The novel's poster woman for poor evangelical behavior is Mrs. Leyton, who develops a purely faddish enthusiasm for "a false assumption of religious strictness" (II.57).  Mrs. Leyton turns out to be the product of unpredictable spiritual excess: although the enthusiastic new clergyman, Mr. Fludyer, improves most of the parish, his pastoral work ricochets in all sorts of unexpected ways, producing hypocrites like Mrs. Leyton among them (II.58).   In a way, Mrs. Leyton is the Protestant parallel to Reginald's brother, Clement, who hies off to become a monk on a sulky whim.  Both deploy religion to consciously or unconsciously produce harm; both base their religious convictions on worldly motives.  Like Clement and other Catholic characters we've seen so far, Mrs. Leyton turns the rhetoric of devotion into self-flattery: "Up to this time, she had piqued herself on being frank; now, she called her love of making unkind and disagreeable speeches, faithfulness, springing from zeal" (II.60). Her evangelical ambitions soon succumb to various comic deflations, ranging from the local Catholic priest's "casuistry" (II.64), sufficient to pop Mrs. Leyton's theological pretensions, to Reginald suggesting that her presence might be dispensed with (II.64-65).  Here, the novel incorporates the burgeoning critiques of the controversial novel, which frequently noted the dialogue's one-sidedness (these novels aim to be monological, as it were) and the sheer unlikelihood of anyone actually deigning to hold this sort of conversation.  Mrs. Leyton plays her trump card by breaking out a controversial text, in "'the style and manner of fictitious narrative,'" but not "'a mere fiction'"; rather, it is "'but a single instance, amongst many, in which we see the workings of a blind, deluded Church'" (II.83-84).  Mimicking the disclaimers that frequently prefaced both fictional and biographical anti-Catholic narratives, Mrs. Leyton inadvertently points to the problematic relationship of fiction to religious controversy: to what extent does the plotting of fictional narrative exaggerate the "workings" it professes to reveal? Do such texts "blind" the evangelical listener, instead of enlightening them? Tellingly, Clara, whom Mrs. Leyton forces to read the text aloud to a Catholic audience, feels horrified rather than otherwise, and bluntly tells Reginald later that "'I don't believe a word of it'" (I.91). 

But even as she transfers authority to her own, purportedly more "charitable" novel, the narrator seems to fear the excessive effects of her own caricature: 

Thus encouraged, Mrs.

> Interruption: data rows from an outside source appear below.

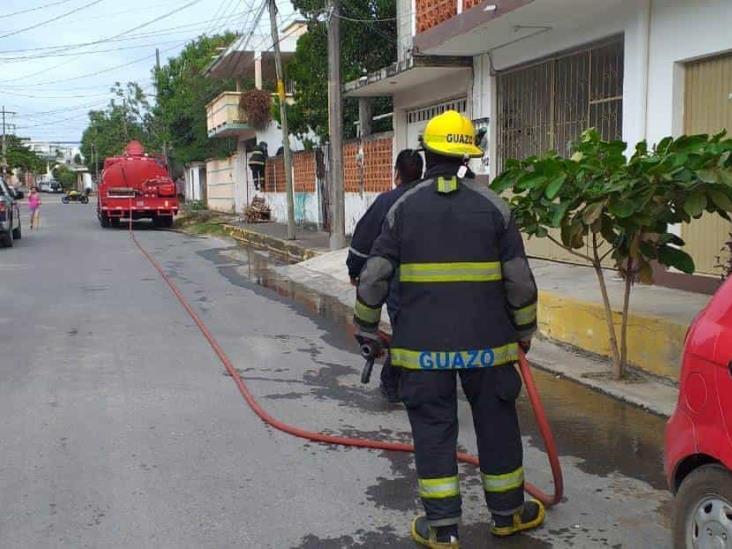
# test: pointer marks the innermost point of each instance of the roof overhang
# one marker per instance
(407, 74)
(495, 24)
(242, 130)
(240, 65)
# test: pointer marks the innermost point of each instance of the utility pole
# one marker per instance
(283, 117)
(5, 144)
(335, 127)
(164, 144)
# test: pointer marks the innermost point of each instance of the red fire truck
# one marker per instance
(138, 186)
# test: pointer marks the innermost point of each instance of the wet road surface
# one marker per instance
(120, 428)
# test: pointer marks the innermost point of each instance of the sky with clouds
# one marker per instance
(59, 58)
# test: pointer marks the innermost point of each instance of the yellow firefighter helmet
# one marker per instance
(451, 134)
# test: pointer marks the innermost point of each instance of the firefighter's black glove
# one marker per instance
(370, 344)
(525, 345)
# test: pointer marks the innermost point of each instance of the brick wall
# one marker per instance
(376, 172)
(274, 175)
(303, 164)
(431, 13)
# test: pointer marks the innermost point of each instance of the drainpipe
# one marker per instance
(646, 60)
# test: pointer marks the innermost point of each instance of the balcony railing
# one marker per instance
(224, 117)
(431, 13)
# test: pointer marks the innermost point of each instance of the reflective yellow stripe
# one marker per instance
(438, 488)
(366, 313)
(503, 483)
(524, 316)
(453, 360)
(488, 271)
(446, 185)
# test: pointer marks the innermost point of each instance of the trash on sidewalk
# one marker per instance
(258, 211)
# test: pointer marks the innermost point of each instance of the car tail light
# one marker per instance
(166, 189)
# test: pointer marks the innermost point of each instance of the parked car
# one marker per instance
(9, 215)
(699, 434)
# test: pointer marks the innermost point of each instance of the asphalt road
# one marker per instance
(119, 428)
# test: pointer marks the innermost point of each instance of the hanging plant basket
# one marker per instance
(257, 105)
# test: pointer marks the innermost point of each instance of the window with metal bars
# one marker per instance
(427, 113)
(547, 105)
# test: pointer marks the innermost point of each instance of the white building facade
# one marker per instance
(539, 72)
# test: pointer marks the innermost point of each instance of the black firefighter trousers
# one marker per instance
(431, 401)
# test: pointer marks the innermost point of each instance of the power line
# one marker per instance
(56, 18)
(43, 7)
(96, 73)
(346, 18)
(114, 37)
(68, 47)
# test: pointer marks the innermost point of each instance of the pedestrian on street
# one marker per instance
(407, 171)
(467, 302)
(34, 205)
(257, 163)
(180, 189)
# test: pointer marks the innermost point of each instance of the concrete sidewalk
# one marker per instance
(273, 238)
(570, 305)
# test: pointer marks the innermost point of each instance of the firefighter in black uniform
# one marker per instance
(257, 161)
(408, 170)
(467, 302)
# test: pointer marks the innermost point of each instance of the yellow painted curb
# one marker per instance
(654, 343)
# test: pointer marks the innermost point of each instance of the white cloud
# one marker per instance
(52, 94)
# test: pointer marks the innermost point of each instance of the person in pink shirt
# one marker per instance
(34, 204)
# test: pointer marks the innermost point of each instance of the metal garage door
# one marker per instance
(708, 109)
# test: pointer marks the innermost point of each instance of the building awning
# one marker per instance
(240, 65)
(408, 74)
(492, 25)
(242, 130)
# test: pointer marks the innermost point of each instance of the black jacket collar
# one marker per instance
(447, 169)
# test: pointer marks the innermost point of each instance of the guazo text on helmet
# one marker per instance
(460, 138)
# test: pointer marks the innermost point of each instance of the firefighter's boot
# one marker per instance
(529, 517)
(435, 538)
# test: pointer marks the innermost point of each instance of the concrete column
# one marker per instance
(365, 115)
(258, 70)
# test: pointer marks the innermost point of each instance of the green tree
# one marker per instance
(126, 117)
(599, 204)
(368, 32)
(22, 158)
(182, 95)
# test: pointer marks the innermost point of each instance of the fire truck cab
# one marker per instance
(135, 186)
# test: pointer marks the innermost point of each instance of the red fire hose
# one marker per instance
(539, 413)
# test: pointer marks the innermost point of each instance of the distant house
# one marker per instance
(228, 181)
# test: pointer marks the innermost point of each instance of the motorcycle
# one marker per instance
(75, 196)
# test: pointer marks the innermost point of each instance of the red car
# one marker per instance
(699, 434)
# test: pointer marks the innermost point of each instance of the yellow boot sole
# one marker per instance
(518, 526)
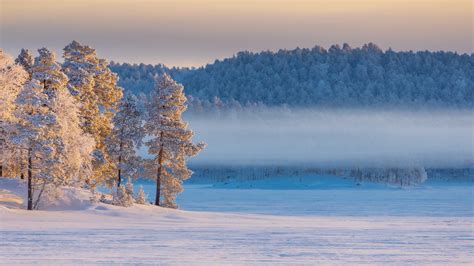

Leyton persevered; and did an infinity of harm to the very cause she professed herself so anxious to advance. She had always been disagreeable, and, as such, disliked; but, heretofore, her failing was imputed to her nature; now, it was said to spring entirely from her religious views. And this is not a solitary instance, in which religion meets with unfair treatment; it is, and always has been, the bias of man's mind to place to her account the follies and the crimes, the weaknesses and vices, of her professed adherents.  (II.62-63)

Mrs. Leyton's behavior is, by definition, non-evangelical, even though it dovetails with one trend in Protestant proselytism.  And yet the argument appears, at first, to pose its own dangers: given that the narrative tends to read Catholicism in terms of its negative moral and social effects, surely The Monk itself indulges in "unfair treatment"? As we shall see, the narrative comes down very firmly on the necessity of being anti-Catholic; yet it does so by advocating an anti-Catholicism disseminated through private Bible-reading, love and domestic relationships, not the more public transactions of religious controversy.